Élisabeth, tapissière-garnisseuse, redonne vie aux assises des mairies

Série

Mise à jour le 06/11/2025

La tapissière pose devant des tissus
À la force de ses mains et de sa patience, Élisabeth, tapissière-garnisseuse à la Ville de Paris, restaure les chaises les plus abîmées du patrimoine municipal.
Comme tous les tapissiers, Élisabeth a la bouche remplie de petits clous au moment où elle nous accueille dans son atelier de la rue du Pré (18e). « Quand on tient d’une main le marteau et que l’on tire de l’autre sur une sangle, on n’a plus de main libre pour tenir ces petites fixations (appelées semences). Alors, on en cale quelques-unes dans la joue, on les retourne avec la langue et on les attrape avec la partie aimantée de notre marteau. » Le tout est de ne pas oublier de les recracher…

Des fauteuils usés, salis, décousus

Dans l’atelier résonne le bruit de l’agrafeuse à air comprimé et des coups de marteau : Jean-Marc, Jennifer et Élisabeth, les trois tapissiers-garnisseurs de la Ville de Paris, sont affairés à la restauration de fauteuils. Cela fait un an déjà qu’Élisabeth est en poste, après de nombreuses années à exercer dans le privé, puis à son compte en région. Le boucan, elle ne l’entend plus, concentrée qu’elle est sur le fauteuil aux courbes anciennes qui trône devant elle. « Il vient de la mairie du 16e, explique-t-elle. Ici, on restaure les sièges, les bancs et les portes de l’Hôtel de Ville, des mairies d’arrondissement et des bibliothèques patrimoniales.
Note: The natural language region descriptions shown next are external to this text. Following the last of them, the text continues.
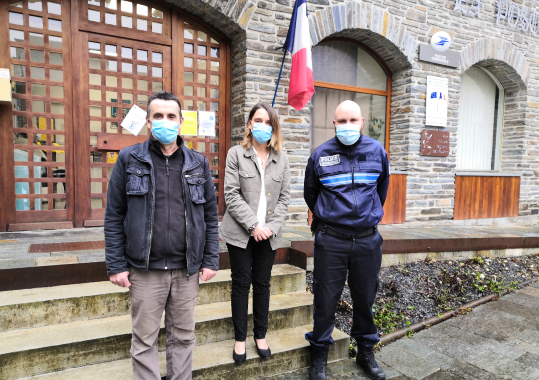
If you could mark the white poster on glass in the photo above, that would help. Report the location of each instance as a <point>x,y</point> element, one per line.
<point>206,123</point>
<point>437,98</point>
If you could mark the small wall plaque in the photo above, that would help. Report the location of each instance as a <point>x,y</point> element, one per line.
<point>434,143</point>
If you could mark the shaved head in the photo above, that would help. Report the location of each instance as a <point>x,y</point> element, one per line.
<point>348,112</point>
<point>347,106</point>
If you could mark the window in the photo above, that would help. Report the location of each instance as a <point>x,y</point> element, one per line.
<point>480,118</point>
<point>345,71</point>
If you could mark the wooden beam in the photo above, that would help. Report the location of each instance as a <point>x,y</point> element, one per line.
<point>13,227</point>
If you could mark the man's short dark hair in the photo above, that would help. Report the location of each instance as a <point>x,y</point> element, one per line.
<point>164,95</point>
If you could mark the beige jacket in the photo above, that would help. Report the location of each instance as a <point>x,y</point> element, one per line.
<point>242,195</point>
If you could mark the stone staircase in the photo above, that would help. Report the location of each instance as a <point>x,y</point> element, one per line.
<point>83,331</point>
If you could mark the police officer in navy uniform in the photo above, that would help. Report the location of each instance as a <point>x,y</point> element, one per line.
<point>346,183</point>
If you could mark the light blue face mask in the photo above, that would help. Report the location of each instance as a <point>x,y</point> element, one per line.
<point>348,134</point>
<point>262,132</point>
<point>166,131</point>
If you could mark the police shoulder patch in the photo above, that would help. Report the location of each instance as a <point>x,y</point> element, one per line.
<point>330,160</point>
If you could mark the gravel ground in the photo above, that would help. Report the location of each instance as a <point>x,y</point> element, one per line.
<point>413,292</point>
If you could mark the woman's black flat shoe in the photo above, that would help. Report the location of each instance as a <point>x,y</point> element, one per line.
<point>239,358</point>
<point>262,353</point>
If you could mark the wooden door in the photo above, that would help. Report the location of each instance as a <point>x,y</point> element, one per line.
<point>77,68</point>
<point>40,189</point>
<point>123,59</point>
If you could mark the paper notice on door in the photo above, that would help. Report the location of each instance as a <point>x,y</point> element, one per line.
<point>189,127</point>
<point>134,120</point>
<point>206,126</point>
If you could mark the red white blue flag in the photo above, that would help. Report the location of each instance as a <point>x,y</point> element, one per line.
<point>298,42</point>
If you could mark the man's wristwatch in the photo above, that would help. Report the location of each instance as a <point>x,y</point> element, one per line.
<point>251,229</point>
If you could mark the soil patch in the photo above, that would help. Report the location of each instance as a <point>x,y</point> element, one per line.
<point>413,292</point>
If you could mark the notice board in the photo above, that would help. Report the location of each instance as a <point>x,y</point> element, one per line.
<point>434,143</point>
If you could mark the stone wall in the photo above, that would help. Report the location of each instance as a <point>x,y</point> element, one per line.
<point>394,31</point>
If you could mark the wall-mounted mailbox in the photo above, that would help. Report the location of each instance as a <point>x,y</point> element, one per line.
<point>5,86</point>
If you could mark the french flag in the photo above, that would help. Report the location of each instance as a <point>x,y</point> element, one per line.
<point>298,42</point>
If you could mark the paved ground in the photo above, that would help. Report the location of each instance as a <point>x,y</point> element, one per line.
<point>14,245</point>
<point>499,340</point>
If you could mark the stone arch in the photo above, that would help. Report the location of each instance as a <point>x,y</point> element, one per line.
<point>503,59</point>
<point>373,26</point>
<point>511,68</point>
<point>229,17</point>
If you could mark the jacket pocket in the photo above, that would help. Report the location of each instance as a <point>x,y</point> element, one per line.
<point>248,182</point>
<point>196,188</point>
<point>370,166</point>
<point>278,178</point>
<point>138,180</point>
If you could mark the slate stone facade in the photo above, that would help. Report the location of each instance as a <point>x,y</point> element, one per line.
<point>394,30</point>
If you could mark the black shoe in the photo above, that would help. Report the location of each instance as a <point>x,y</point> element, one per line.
<point>262,353</point>
<point>319,360</point>
<point>365,359</point>
<point>239,358</point>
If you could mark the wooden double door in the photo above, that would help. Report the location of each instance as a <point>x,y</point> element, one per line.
<point>77,67</point>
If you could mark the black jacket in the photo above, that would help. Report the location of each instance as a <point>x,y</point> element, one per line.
<point>130,212</point>
<point>168,238</point>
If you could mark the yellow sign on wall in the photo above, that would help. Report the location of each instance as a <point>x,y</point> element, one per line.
<point>112,157</point>
<point>189,127</point>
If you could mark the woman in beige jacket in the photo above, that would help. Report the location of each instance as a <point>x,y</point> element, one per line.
<point>257,194</point>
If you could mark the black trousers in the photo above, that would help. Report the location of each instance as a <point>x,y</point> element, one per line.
<point>251,265</point>
<point>333,259</point>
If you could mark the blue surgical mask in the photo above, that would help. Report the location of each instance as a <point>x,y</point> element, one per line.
<point>348,134</point>
<point>166,131</point>
<point>262,132</point>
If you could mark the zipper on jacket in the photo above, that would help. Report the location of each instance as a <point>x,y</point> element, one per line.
<point>186,224</point>
<point>151,219</point>
<point>168,215</point>
<point>353,190</point>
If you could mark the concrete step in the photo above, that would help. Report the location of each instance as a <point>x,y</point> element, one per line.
<point>213,361</point>
<point>30,308</point>
<point>58,347</point>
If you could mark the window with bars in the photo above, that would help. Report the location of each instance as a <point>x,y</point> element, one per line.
<point>36,46</point>
<point>121,73</point>
<point>74,82</point>
<point>202,76</point>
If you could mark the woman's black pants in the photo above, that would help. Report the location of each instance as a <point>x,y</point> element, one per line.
<point>251,265</point>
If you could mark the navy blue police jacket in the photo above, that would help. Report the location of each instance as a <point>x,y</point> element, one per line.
<point>346,185</point>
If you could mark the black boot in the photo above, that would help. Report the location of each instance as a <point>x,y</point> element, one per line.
<point>365,359</point>
<point>319,360</point>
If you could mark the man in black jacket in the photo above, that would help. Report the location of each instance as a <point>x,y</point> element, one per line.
<point>160,232</point>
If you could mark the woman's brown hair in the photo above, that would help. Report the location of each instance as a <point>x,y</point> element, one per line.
<point>276,137</point>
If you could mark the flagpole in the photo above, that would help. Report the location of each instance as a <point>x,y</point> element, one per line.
<point>279,79</point>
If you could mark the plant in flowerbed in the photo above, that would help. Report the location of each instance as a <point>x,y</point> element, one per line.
<point>413,292</point>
Il s’agit d’un beau mobilier que l’on voit dans les salles de fêtes et de mariage et qui arrive très abîmé – usé, sali, décousu… – à l’atelier. »
Le métier de tapissier-garnisseur consiste à le remettre en état : redonner du confort, réparer, regarnir. « Notre travail commence par l’enlèvement de l’assise sur site. Plus tard, une fois dans l’atelier, on la “dégarnit” en enlevant les clous, les tissus, les ressorts. » Ensuite, chaque pièce est consolidée, parfois avec l’aide d’un menuisier ébéniste.

Un outillage particulier

Le travail d’Élisabeth est entièrement manuel. Faire renaître un fauteuil défraîchi nécessite un outillage particulier : tire-crin (outil qui sert à égaliser le rembourrage), carrelets (aiguilles courbes utilisées pour piquer la garniture), marteau de tapissier, pied-de-biche… « Première étape, le sanglage, qui va conditionner la qualité et la longévité du siège, puis le guindage, qui désigne la pose et la mise en tension des ressorts, sur lesquels on va disposer du crin végétal puis animal. La difficulté de cette étape tient dans la répartition homogène du crin, que l’on appelle “l’âme” du fauteuil, détaille la professionnelle. C’est très tactile : si on ne le sent pas dans les doigts, on ne peut pas bien le faire. »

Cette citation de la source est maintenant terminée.